My last job before leaving at night was to scrub the big stone flagstones in the kitchen. For all of that I got 5/- a week.
I left school in 1939, when I was 14 years old. My first job was in service in a house in Tynemouth, overlooking the tennis courts that King’s School use now. I was a kitchen maid, working from eight o’clock in the morning till eight o’clock at night, with half days on Wednesdays and Sundays. My last job before leaving at night was to scrub the big stone flagstones in the kitchen. For all of that I got 5/- a week. I didn’t stay there long because my Mother said it was too much for me to do. In that house, apart from me, there was a cook, a chambermaid and a housekeeper, but I can’t remember who the family were or what they did. I never saw them, being just a kitchen maid.

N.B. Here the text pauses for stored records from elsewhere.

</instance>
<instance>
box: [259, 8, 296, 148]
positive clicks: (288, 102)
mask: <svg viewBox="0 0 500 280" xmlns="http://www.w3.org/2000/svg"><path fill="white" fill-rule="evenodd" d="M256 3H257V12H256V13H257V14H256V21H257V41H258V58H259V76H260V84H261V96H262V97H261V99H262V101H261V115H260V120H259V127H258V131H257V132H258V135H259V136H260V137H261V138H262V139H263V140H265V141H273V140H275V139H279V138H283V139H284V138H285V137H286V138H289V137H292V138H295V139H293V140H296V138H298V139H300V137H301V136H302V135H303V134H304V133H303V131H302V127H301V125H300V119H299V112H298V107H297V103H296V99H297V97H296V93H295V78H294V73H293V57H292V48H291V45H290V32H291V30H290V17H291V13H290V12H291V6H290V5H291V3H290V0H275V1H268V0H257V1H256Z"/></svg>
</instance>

The next job I had was in Manson’s in Borough Road, a sweet shop that also sold tobacco and cakes. Miss Manson paid me 7/- a week and I worked until seven o’clock in the evening. On Friday it was an eight o’clock finish and on Saturday nine o’clock. At least there I got Sunday off. After that I went to the Thompson’s Red Stamp Store in Prudhoe Street – I earned 13/- 2d there.
During the War I joined the NAAFI (Navy, Army and Air Force Institute) and was posted to York. We looked after WACs preparing to go abroad, distributing kit. I moved about a bit and in one posting I was on an aerodrome, but they wanted me to go back to being a kitchen assistant, when I was trained up to be an Assistant Manageress. I wasn’t very happy about this and decided to leave. I did a short spell in an ammunition factory before going to the factory of T. Cooke & Sons of York, makers of astronomical telescopes. During the War they were based in a disused factory belonging to Rowntrees, the chocolate people. I was involved with making optical lenses and predictors – all vital to the War effort.